El Memorial Publio Cordón Hospital ha inaugurado sus puertas en Pozuelo de Alarcón, con una propuesta que transforma la experiencia del paciente. Este centro privado combina tecnología avanzada, medicina personalizada y un diseño que busca eliminar la frialdad típica de los hospitales.
Al entrar, los visitantes son recibidos por un gran piano decorado con flores frescas, luz cálida y un ambiente que recuerda más a un hotel de lujo que a un centro de salud. «Lo que hemos intentado es huir de esa sensación fría y angustiosa que se suele tener cuando entras en un hospital», comenta María Cordón, fundadora del hospital, mientras recorre los pasillos con evidente orgullo.
Cordón, quien ha dedicado su vida a la gestión hospitalaria, subraya que este hospital es un homenaje a su padre, Publio Cordón. Este centro, totalmente privado, operará principalmente a través de un sistema de reembolso que otorga al paciente mayor libertad para elegir dónde y con quién recibir atención médica. La inversión inicial ha superado los 100 millones de euros y se espera contar con un equipo de alrededor de 250 profesionales.
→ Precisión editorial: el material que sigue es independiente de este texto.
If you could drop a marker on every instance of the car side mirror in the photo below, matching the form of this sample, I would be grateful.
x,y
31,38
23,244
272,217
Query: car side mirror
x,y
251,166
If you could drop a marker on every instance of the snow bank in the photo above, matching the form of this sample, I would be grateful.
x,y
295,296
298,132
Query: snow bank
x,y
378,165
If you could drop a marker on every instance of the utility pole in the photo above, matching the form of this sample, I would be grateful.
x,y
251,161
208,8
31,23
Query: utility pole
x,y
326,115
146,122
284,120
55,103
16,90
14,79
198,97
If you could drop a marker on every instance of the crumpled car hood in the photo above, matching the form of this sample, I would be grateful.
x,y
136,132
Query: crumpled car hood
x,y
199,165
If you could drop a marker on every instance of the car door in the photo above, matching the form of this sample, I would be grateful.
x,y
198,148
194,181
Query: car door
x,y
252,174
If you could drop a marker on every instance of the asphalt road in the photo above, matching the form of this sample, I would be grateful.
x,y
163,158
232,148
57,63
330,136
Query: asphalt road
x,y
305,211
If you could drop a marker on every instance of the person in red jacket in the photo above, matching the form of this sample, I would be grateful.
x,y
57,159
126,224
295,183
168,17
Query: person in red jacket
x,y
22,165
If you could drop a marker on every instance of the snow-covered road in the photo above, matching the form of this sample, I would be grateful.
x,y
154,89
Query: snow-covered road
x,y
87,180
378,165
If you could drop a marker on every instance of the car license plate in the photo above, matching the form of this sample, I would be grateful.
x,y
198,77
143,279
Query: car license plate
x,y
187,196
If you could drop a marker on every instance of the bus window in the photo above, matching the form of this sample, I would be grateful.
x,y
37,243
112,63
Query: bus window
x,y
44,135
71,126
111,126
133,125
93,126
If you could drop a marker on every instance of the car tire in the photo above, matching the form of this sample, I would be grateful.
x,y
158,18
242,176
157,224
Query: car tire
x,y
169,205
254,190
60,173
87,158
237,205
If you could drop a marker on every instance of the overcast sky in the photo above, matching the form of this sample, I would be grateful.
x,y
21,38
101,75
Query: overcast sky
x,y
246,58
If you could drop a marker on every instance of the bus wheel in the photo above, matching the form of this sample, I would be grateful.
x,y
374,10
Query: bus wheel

Las habitaciones del hospital se asemejan a suites, con una estética que busca provocar una sensación de bienestar, donde los dispositivos médicos están discretamente integrados. «La idea es reducir el estrés del paciente, lo que influye directamente en la recuperación», explica Cordón, refiriéndose a los espacios de atención como la unidad de cuidados intensivos y el servicio de urgencias, que cuentan con luz natural y un ambiente acogedor.
El hospital ofrece un total de 48 habitaciones de hospitalización, 8 de UCI y 17 destinadas a cirugía ambulatoria. Esta capacidad contenida permite un enfoque más personalizado, lo que se traduce en tiempos de espera más cortos y consultas más largas. «Aquí no queremos hacer volumen», destaca Cordón, comparando el hospital con un restaurante exclusivo en lugar de un establecimiento de comida rápida.
Además de su enfoque humano, el hospital está equipado con tecnología de última generación, incluyendo quirófanos robotizados. Uno de los más destacados es el robot Da Vinci, que permite realizar cirugías complejas de forma menos invasiva. «La dificultad radica en tener médicos capacitados que sepan aprovechar esta tecnología», advierte Cordón, enfatizando la importancia del talento humano que acompaña a la innovación tecnológica.
La calidad del equipo médico también es una prioridad. «No solo son grandes médicos, son excelentes personas que se sientan contigo, te explican y están disponibles para resolver tus dudas», añade Cordón. Este enfoque ha generado un gran interés antes de la apertura, con profesionales ya agendando citas y pacientes esperando atención.
El hospital también introduce la figura del gestor personal de salud, quien se encargará de coordinar todo el proceso del paciente, asegurando continuidad en la atención. «No hace falta estar enfermo para venir a un hospital», afirma Cordón, destacando la importancia de la prevención y el cuidado de la salud a largo plazo.
En conclusión, el Memorial Publio Cordón Hospital no solo se propone tratar enfermedades, sino también acompañar a los pacientes en todas las etapas de su salud. Cordón finaliza: «Este es el hospital donde quiero que atiendan a mi madre, a mis amigos». Así, el nuevo centro se presenta como un espacio donde la atención sanitaria se humaniza y se personaliza, ofreciendo una experiencia que va más allá de lo convencional.